An example of how properties are transferred from the source to the target through an image is a Gibson Guitar advertisement. The source and target objects are then displayed side by side, making a comparison between the two objects. The power of an atomic bomb is the property that is conveyed. The message in this advertisement is that (the sound of) a Gibson guitar is as powerful as an atomic bomb.

Comparison of atomic bomb and Gibson guitar

According to scientists Lakoff not Johnson Metaphors are not only linguistic and descriptive, but they shape our thinking and actions in a fundamental way.

You use imagery to understand abstract concepts. Using a different metaphor also makes you think differently about an issue or concept. And the most important thing is that you act differently.

Where Lakoff and Johnson (1980) demonstrate the conceptual nature of metaphors in language, Casasanto (2009) does so in images. In short: external visualization in images (drawing) makes abstract concepts understandable.

How does it work in practice?

In vision processes where we create an animation or talking picture, we therefore first look for a suitable metaphor after the story (script).

  • Everything can be shouted, so that the internal dialogue becomes visible.
  • Only then can you agree on which image best represents reality.
  • So: internal dialogue visible = open to discussion = new image.

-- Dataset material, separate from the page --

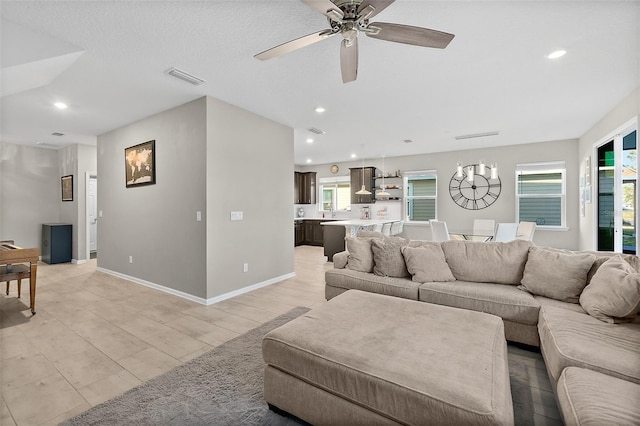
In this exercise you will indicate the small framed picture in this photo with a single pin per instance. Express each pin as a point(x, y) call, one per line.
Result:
point(140, 164)
point(67, 188)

I regularly supervise storytelling and storyboard workshops for clients. During one of the last script and storyboard workshops, various metaphors in spoken language were presented:

  • The conversation was about abstract concepts such as ‘collaboration’ and ‘member being part of a group
  • One said: “Our members wear our colors, like a football team.” The other said: “We work together as a group; this is how we sail across the river where work comes together.”
  • Both metaphors have an underlying experience, intention and preference for type of action.

Visualize collaboration poster

By drawing a metaphor:

  1. Abstract concepts gain color and meaning.
  2. The different images come together and nuances in interpretation, feeling and experience become clear.
  3. Can the metaphor and image be assessed for impact; strike the right chord in the desired behavior of the target group (= members of a community who will soon see the animation).

Get started

Now that you know why visualizing (internally or externally in the physical space) leads to more purposefulness, the next question is: how do I apply it from today? Here is a short step-by-step plan:

Step 1: try it on yourself first

Try it out on your own work first. This way you have an experience from which you can speak.

  • Do you make an (annual) plan? Get started with a visual metaphor.
  • A test moment soon? Seduce your colleague to practice on dry land.
  • No wall to provide insight into strategy and Work Breakdown? Make one in Miro.

Step 2: choose a starting point

  • Which team or group will you visualize with?
  • Visualizing is about transparency. The question is therefore; who feels comfortable enough to make things visible?

Step 3: think of and express your goal

  • Visualizing always supports your goal orientation. It helps with divergence (creating choice) and convergence (making choices).
  • Make it specific when and where you use visualization.
  • Link the why of visualizing to the larger goal (of a project or a meeting).
  • Make a pitch in which you express this. In Jip and Janneketaal.
  • Base your pitch on scientific research; use the arguments from this article for this.

Step 4: Form a coalition

  • Make sure you give colleagues an introduction before you get started. Use your pitch for this. People only take the plunge if you give them something to hold on to and if you nourish the relationship.

Step 5: create a workshop design

Whether you are doing a Review 2.0 or visually facilitating; start by creating a workshop design. A useful tool for this is the workshop design canvas.